Aira es un escritor (hombre, blanco, heterosexual). Su narrador también. Reynaldo, su personaje, aunque no es escritor, es el hombre de las frases. Y yo, que estoy comentando el libro, soy un hombre blanco heterosexual que dedicó gran parte de su vida a la escritura. Lo que sigue tal vez esté imbuido de esta masculinidad literaria a la cuarta potencia. Pero esa no es razón para no decirlo.
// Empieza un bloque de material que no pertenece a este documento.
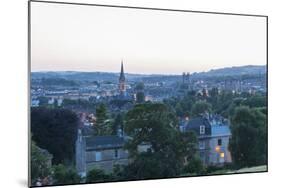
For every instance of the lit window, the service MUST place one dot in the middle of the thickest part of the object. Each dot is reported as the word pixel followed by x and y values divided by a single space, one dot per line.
pixel 218 148
pixel 116 154
pixel 202 129
pixel 219 142
pixel 201 145
pixel 98 156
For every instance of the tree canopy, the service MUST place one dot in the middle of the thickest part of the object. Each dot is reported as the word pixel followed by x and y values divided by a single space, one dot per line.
pixel 248 144
pixel 56 131
pixel 155 126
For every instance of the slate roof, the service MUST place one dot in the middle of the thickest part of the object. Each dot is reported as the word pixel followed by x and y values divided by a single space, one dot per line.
pixel 104 142
pixel 218 129
pixel 194 125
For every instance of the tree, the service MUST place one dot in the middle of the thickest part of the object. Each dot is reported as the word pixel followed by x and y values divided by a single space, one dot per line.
pixel 40 166
pixel 98 175
pixel 63 175
pixel 248 144
pixel 56 131
pixel 200 107
pixel 156 126
pixel 103 123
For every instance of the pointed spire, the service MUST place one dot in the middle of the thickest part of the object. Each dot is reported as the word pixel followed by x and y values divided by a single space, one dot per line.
pixel 122 75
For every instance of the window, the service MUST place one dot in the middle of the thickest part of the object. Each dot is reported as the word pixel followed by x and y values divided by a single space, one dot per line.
pixel 98 156
pixel 202 129
pixel 219 142
pixel 201 145
pixel 116 154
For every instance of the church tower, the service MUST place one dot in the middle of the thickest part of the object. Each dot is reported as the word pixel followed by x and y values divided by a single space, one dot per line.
pixel 122 87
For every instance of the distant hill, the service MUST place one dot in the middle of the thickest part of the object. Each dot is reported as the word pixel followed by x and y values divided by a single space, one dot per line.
pixel 233 71
pixel 113 77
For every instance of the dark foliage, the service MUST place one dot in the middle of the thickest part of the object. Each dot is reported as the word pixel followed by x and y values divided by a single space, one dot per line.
pixel 56 131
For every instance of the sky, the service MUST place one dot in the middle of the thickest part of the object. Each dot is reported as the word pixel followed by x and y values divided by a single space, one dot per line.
pixel 68 37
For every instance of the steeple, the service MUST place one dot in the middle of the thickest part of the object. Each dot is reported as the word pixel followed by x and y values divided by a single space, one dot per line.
pixel 122 75
pixel 122 80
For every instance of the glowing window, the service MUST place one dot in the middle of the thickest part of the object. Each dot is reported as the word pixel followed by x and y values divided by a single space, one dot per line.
pixel 202 129
pixel 218 148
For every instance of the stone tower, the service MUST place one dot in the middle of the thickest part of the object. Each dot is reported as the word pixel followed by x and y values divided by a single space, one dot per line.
pixel 122 86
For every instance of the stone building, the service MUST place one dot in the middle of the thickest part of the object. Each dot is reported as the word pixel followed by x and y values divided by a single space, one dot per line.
pixel 213 135
pixel 99 152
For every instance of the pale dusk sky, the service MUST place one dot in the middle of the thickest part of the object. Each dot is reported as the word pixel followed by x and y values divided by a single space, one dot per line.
pixel 92 38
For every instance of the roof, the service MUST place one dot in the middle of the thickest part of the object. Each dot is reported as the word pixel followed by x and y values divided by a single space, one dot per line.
pixel 195 123
pixel 221 130
pixel 212 128
pixel 104 142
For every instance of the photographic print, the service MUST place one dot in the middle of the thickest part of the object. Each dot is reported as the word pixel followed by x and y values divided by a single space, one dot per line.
pixel 129 93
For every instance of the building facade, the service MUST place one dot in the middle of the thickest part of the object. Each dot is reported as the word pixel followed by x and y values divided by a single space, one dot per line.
pixel 99 152
pixel 213 135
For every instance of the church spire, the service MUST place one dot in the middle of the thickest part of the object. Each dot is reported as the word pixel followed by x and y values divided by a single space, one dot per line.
pixel 122 75
pixel 122 87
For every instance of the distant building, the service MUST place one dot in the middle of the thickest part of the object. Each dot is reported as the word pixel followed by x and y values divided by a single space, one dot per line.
pixel 122 81
pixel 213 134
pixel 99 152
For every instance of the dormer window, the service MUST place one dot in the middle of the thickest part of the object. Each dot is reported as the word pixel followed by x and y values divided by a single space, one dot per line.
pixel 202 129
Hay, para mí, en esta novela, además de todo lo dicho, un fresco imperecedero e instantáneo del vínculo de pareja heterosexual con cierto tipo de hombre con el que me identifico. Algo que no sé si atañe a otras masculinidades no vinculadas con la literatura o si atañe, por ejemplo, a otras literalidades no vinculadas a la masculinidad. Desconozco si esto le sucede también a otras personas, cualquieras sean sus relaciones sexoafectivas y sus pasatiempos. Por eso, sea como fuere, voy a expresarlo así: siempre sentí que la literatura, en algún punto, funcionaba como una competencia para muchas de mis relaciones: familia, amigos, colegas y –sobre todo– parejas. Orbita, alrededor de mi relación con la lectoescritura, una suerte de malentendido que vi muy claramente representado en La luz argentina. Un malentendido que pone en riesgo, con nimiedades domésticas, lo más valioso de una relación amorosa: ese fondo de indiferencia al que alude Reynaldo, que muchas veces puede ser visto por la pareja, los amigos y la familia, tal como le sucede a Kitty respecto de Reynaldo, como desinterés.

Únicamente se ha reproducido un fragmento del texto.